Sexual harassment is a major issue in graduate schools.

Forty-four percent of female graduate students reported having been sexually harassed in a nationwide survey by the Association of American Universities.

The survey defined sexual harassment as something inappropriate in a sexual manner that interrupted a student's academic performance, which includes making her or him feel uncomfortable in a work or study space.

Twenty-two percent of female graduate students said this harassment came from a faculty member, while 16 percent of female grad students said it came from a teacher or advisor. Eighteen percent said it came from a co-worker, boss or supervisor.

Coming forward often presents higher stakes for graduate students than undergraduate students. Graduate work is highly tied to specific schools and advisers, so threatening those links can threaten the rest of a student's career.

Much like on the undergraduate level, schools do not always properly handle sexual harassment cases when they involve faculty.
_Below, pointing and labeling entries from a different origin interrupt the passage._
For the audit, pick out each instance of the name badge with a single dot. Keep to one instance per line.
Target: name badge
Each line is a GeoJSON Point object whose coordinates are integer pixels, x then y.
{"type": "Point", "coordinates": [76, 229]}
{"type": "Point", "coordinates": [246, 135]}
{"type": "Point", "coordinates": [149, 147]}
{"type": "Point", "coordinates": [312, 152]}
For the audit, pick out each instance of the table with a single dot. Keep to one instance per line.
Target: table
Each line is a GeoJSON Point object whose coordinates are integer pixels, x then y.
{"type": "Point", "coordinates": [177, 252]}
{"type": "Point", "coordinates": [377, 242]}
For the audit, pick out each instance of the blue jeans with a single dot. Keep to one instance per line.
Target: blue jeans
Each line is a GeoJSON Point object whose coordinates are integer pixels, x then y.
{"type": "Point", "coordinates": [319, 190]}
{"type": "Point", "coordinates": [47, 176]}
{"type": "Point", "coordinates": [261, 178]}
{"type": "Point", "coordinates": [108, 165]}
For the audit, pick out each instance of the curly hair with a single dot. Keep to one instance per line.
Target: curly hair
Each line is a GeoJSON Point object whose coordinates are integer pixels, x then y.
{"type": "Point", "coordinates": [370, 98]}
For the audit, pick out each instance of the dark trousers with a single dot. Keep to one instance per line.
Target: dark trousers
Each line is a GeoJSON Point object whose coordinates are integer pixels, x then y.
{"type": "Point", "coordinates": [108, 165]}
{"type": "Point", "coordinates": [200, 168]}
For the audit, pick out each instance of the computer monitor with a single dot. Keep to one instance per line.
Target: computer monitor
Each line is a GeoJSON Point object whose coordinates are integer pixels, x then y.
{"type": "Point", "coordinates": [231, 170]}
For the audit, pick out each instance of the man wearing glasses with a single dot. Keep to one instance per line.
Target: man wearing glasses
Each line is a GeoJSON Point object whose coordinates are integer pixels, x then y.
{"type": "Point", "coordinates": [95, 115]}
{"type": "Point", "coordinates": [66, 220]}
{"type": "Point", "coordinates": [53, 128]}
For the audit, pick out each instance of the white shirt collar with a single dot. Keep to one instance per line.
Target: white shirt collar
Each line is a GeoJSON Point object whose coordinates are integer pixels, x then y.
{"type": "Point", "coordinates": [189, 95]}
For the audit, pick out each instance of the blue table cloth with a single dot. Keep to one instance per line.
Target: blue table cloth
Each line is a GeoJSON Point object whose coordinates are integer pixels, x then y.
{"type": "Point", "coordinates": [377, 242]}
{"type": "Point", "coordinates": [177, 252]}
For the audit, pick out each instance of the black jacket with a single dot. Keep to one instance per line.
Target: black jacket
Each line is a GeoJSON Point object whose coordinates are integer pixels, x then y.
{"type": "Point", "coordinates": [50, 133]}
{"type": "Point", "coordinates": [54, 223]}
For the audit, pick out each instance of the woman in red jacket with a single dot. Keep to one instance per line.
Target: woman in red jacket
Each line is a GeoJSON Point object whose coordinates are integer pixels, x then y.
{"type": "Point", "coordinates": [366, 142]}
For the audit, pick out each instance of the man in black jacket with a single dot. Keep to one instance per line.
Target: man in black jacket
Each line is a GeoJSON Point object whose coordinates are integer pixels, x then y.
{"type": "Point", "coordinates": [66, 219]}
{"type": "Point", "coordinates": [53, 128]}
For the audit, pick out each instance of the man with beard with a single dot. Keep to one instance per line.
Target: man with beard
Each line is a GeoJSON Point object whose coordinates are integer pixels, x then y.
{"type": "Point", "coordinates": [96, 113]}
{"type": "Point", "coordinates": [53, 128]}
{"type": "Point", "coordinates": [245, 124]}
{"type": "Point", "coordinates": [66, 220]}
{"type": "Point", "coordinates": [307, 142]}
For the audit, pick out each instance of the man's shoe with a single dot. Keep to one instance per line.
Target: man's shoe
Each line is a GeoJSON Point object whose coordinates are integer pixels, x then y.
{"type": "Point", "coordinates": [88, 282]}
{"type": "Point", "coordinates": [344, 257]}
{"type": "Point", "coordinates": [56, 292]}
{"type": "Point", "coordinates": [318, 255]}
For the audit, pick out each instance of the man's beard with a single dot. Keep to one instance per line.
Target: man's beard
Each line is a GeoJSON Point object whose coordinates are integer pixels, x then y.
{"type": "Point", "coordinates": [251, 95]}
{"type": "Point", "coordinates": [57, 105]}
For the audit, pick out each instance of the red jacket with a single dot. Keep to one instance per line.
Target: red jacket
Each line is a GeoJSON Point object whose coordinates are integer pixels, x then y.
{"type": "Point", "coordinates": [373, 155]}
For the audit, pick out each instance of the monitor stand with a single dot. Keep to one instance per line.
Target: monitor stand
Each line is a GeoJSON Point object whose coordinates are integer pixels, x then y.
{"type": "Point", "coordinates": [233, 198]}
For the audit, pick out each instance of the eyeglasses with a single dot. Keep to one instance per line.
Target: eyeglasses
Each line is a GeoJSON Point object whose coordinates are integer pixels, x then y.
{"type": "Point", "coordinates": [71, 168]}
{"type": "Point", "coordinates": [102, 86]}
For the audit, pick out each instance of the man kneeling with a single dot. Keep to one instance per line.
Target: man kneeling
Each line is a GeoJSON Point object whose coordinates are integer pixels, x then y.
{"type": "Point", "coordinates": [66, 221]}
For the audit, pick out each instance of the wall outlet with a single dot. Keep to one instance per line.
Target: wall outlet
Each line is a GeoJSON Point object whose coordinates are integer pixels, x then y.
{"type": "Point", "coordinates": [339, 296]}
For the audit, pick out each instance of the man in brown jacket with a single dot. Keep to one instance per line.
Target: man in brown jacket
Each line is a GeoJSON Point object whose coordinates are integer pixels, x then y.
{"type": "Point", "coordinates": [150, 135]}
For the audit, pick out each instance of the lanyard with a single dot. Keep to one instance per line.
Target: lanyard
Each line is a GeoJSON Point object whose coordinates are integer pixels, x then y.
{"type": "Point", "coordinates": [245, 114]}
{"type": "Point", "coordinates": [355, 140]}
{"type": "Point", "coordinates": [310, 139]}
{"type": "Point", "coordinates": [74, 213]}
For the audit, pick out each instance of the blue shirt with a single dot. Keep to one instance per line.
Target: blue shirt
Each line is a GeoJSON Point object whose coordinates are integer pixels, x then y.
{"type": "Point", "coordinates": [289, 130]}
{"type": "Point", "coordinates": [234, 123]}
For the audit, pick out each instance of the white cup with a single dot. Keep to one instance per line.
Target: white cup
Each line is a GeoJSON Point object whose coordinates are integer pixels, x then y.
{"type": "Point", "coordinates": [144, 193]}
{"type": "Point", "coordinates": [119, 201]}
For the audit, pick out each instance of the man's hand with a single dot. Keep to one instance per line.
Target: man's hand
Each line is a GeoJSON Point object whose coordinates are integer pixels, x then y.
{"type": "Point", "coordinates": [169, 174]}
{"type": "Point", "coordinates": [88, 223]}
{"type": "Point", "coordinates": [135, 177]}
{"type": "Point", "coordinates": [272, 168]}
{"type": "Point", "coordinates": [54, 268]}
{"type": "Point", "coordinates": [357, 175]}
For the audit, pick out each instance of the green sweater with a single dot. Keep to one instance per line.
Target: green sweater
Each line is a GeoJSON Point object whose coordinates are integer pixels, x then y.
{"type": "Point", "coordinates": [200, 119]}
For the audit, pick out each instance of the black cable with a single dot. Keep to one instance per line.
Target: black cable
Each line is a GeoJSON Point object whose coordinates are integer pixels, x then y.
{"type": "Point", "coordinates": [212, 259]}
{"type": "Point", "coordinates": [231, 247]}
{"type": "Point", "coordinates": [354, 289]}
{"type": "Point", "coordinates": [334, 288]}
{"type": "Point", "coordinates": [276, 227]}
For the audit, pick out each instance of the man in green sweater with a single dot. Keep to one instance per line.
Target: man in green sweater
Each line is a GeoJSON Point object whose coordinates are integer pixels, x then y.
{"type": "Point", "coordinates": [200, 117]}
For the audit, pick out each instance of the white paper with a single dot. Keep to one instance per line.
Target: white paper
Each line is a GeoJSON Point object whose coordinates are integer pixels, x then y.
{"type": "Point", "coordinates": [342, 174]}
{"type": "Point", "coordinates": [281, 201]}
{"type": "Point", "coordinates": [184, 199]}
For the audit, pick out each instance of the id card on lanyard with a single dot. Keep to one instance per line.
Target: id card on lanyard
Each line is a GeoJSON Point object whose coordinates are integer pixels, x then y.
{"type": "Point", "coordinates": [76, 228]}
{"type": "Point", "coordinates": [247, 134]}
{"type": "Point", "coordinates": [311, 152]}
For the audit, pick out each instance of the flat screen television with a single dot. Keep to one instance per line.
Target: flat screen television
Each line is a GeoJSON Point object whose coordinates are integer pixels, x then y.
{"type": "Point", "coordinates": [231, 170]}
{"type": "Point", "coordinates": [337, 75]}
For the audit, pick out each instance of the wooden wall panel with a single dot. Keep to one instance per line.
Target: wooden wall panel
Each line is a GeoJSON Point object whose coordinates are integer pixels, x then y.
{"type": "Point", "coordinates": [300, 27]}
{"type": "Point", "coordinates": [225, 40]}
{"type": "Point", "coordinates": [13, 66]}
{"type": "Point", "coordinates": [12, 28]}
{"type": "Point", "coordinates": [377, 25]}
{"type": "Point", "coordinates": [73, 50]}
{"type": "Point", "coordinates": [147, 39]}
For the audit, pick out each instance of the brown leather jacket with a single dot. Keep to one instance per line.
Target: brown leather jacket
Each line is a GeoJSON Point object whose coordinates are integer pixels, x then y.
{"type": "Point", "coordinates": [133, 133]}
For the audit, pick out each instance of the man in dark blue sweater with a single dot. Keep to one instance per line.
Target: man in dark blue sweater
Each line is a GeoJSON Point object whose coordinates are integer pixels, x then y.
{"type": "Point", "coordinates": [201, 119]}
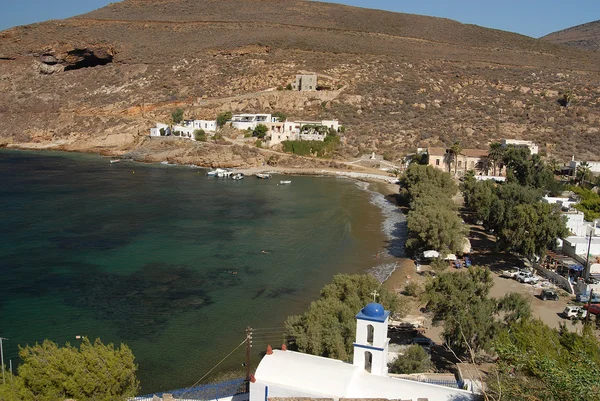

This was made clear when records from the University of California, Berkeley were revealed last spring.

The union bargaining committee wrote a proposal for the university, which included a section on sexual harassment and discrimination.

The section was basically the same as the university's own policy on sexual harassment and discrimination.

One thing they changed was saying that members could use the union to pursue cases of sexual harassment. That could potentially mean using third-party arbitration — someone from outside the school — to handle the cases.

The university did not like that.

Fisher said,

It was almost disorienting because we gave them their policy... We just wanted the right to pursue any violations of your policy through our union.

She realized the school wanted to handle these cases using their own procedure. The union just wanted to add options. She said,

When you've been the victim of sexual harassment, you feel helpless and powerless, and we wanted to make sure people had as much power as possible to vindicate their rights.

So the union committee fought, hard.

They held demonstrations, passed around petitions and lobbied state representatives.

Finally, the union won the right to be able to bring allegations of sexual harassment through the official union grievance procedure. They got that right without losing the right to go through federal and state bureaus with harassment allegations — or their rights as university members.

Having a union means graduate students have a whole group to back them up.

Three weeks after the union contract was in place, it was put to use for a student who was sexually harassed.

A graduate student who had a harassment issue with a professor had gone through the university process, only for the university to say there was no evidence to prove she was telling the truth.

Coming to the union was "her last resort," Fisher said. The woman was ready to quit grad school at that point.

Fisher said,

... which is what thousands of women do each year when a professor harasses them. They either find a way to put their heads down and get through it somehow, or they leave. They leave school. They quit the career they were working through.

Graduate students generally need professor recommendations to get a job and apply to another school. Without the harassing professor's recommendation, the woman assumed she couldn't pursue her studies.

Instead, the union worked for the graduate student.

They filed papers with every office on campus, including a union grievance. Fisher said,

I wanted so much paper in every office that no one could say they didn't know this was happening.

The union filed a complaint for gender-based discrimination with the Connecticut Commission on Human Rights and Opportunities, a state organization separate from the University.

That complaint got UConn's attention, and the school requested mediation. Because the student was with the union, she was allowed to be joined by other supportive people in mediation, including Fisher.

The mediation worked. The graduate student now has two papers coming out and is happy and productive, according to Fisher.

It really did flip the narrative for me about how this goes. This was just different. We were able to protect her because we had the institutional strength, and we had the right to.

And all because a group of graduate workers wanted better health insurance.